Le 3 juin 2017, la Comédie de Genève (première institution théâtrale fondée en 1913 à Genève par une troupe dramatique locale) organise une journée de réflexion sur la relation du théâtre au politique et à la société à l’occasion du départ, au 30 juin, de son directeur.
Dans un texte intitulé Reprise, Hervé Loichemol 1 propose une réflexion critique sur les évolutions récentes du théâtre plutôt que de faire le bilan de ses six ans passés à la tête de cette institution. Il dénonce l’instrumentalisation de la culture à des fins d’attractivité touristique – il faut rayonner – et l’imposition d’impératifs comptables venus de l’entreprise privée – il faut remplir les salles. Cela aurait favorisé la multiplication des festivals et des coproductions dans une logique de novation favorisant les revendications du statut de créateur de l’ensemble des acteurs de la production théâtrale, renforcé le pouvoir des « tourneurs, agents et intermédiaires de toutes sortes » et surtout des « chamanes-programmateurs », mais aussi contribué à une « précarisation générale », les salaires des artistes servant de variable d’ajustement pour limiter les coûts de production.

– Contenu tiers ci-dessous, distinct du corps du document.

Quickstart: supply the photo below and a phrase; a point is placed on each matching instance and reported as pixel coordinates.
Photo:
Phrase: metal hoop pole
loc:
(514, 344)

À la lecture des quelques lignes d’appel à la pensée de cette rencontre où je suis invitée à intervenir, je suis immédiatement frappée par la dénonciation de la « marchandisation du monde », à laquelle l’art et la culture n’échapperaient pas, subissant la « puissance de l’économisme et du spectaculaire »2. Sans disconvenir des critiques émises, il me semble aventureux d’associer les formes de dérégulations avancées des sociétés capitalistes modernes à des effets de polarisation directe dans le milieu théâtral. Le système d’opposition entre art et marché, désintéressement et rentabilité, recherche esthétique et divertissement spectaculaire, découle plutôt de processus historiques propres à la structuration des champs artistiques 3, ici de la sphère théâtrale. Les contradictions qui traversent le théâtre d’aujourd’hui ne découlent pas simplement de logiques économiques hétéronomes s’étant récemment imposées à la sphère théâtrale, mais aussi de transformations internes à ce champ dans des contextes historiques situés et évolutifs.